Am 5. Juli 2025 feierte das Staatstheater Augsburg die Uraufführung von "Gesänge vom Überleben", das Zwangsarbeitergeschichten thematisiert.
On July 5, 2025, the Augsburg State Theater celebrated the premiere of "chants of survival", which discussed forced labor stories. (Symbolbild/MW)

An premiere in Augsburg: chants of survival illuminates Nazi compulsory work!

In the Augsburg State Theater, the play "Songs of survival" was premiered on July 5, 2025, which deals impressively and emotionally with the forgotten stories of forced laborers during the Nazi dictatorship. The director Tine Rahel Völcker has researched biographies that put us back in the dark time during the Second World War. At the center of the staging is the moving life story of Jakob "Johnny" Bamberger, a sinto and boxer who worked in concentration camps and in the armaments production of the Messerschmitt-Werke how Nachtkritik.de reported.

"Johnny" Bamberger received little compensation for his concentration camp custody because he was considered a criminal-his offenses included the fake of papers for an escape. This frightening marginalization of the fate of the forced laborers becomes clear in the staging of Nicole Schneiderbauer, which Bamberg is an outraged character that fights bitterly against an unfairly designed game. The clear symbolism and the choreographic elements of the performance support this urgent message.

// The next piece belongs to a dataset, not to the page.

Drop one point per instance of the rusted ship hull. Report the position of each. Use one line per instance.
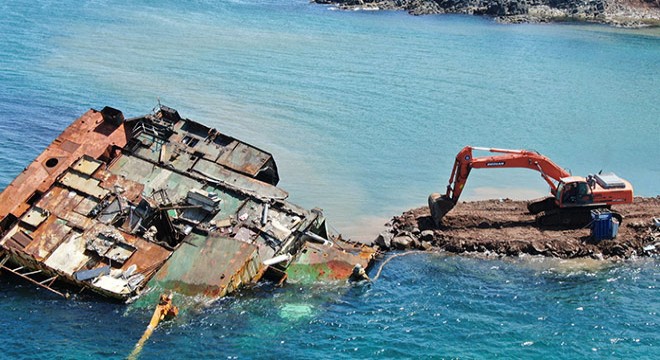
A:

The importance of compensation payments

The topic of forced labor is not only part of the past, but still of social importance. The inadequate compensation that many survivors have received illustrate the difficulties with which these people and their descendants are faced. The Federal Republic has paid to individual states since the 1950s, but many cases have been unnoticed to this day. The use of forced labor was a central economic pillar of the total war from 1942, and German industry also took misery, such as the Tagesspiegel

The initiative "Remembering Responsibility" (EVZ) was founded in 2001 in order to provide the affected people a little justice through one -off payments. Between 2001 and 2006, over 4.7 billion euros were paid to around 1.7 million. The compensation was between 500 and 7700 euros, depending on the approval of the respective application. It is a merciless chapter in which many German companies had to admit their guilt after decades of denying their entanglement in forced labor and Holocaust.

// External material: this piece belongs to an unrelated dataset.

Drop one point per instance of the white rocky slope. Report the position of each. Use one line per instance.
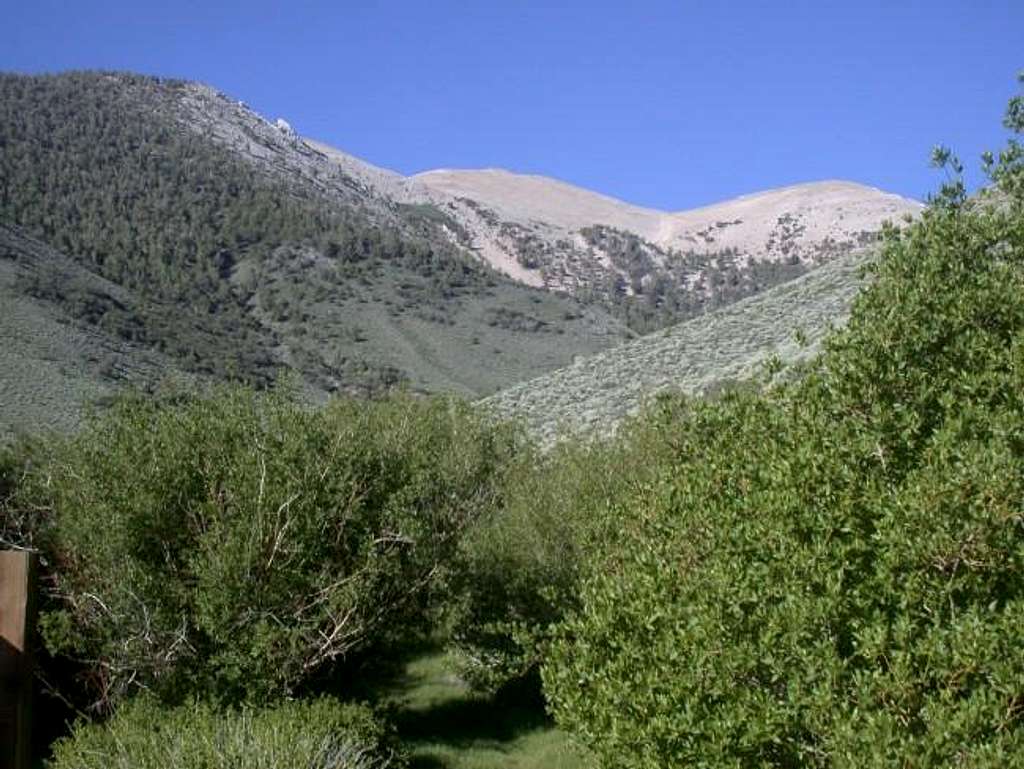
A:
(542, 231)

a place of learning and memory

The current staging not only commemorates the past, but also aims to deal with the story, which is often in the shadow of social acceptance. In addition to the main story, the evening in the State Theater also contains fragmentary stories of contemporary witnesses that slow down the force of the narrative, but can also provide an insight into what has been experienced. The absence of a place of remembrance by 2023 to the outside camps of the Dachau concentration camp is an example of the overall social tendency to displace these dark chapters.

The actors express the diverse emotions of the victims, including strength, bewilderness, horror and anger, authentically. These services, supplemented by the work of Miriam Busch on stage and costumes as well as other creative colleagues, ensure that the piece offers more than just entertainment. It is a call to think - both about the past and about the constant need to preserve historical knowledge.

Overall, the piece takes 1 hour and 50 minutes and takes place without a break. In this way, the audience is given space to let the emotional intensity of the treatment of forced labor in the period of National Socialism to be released.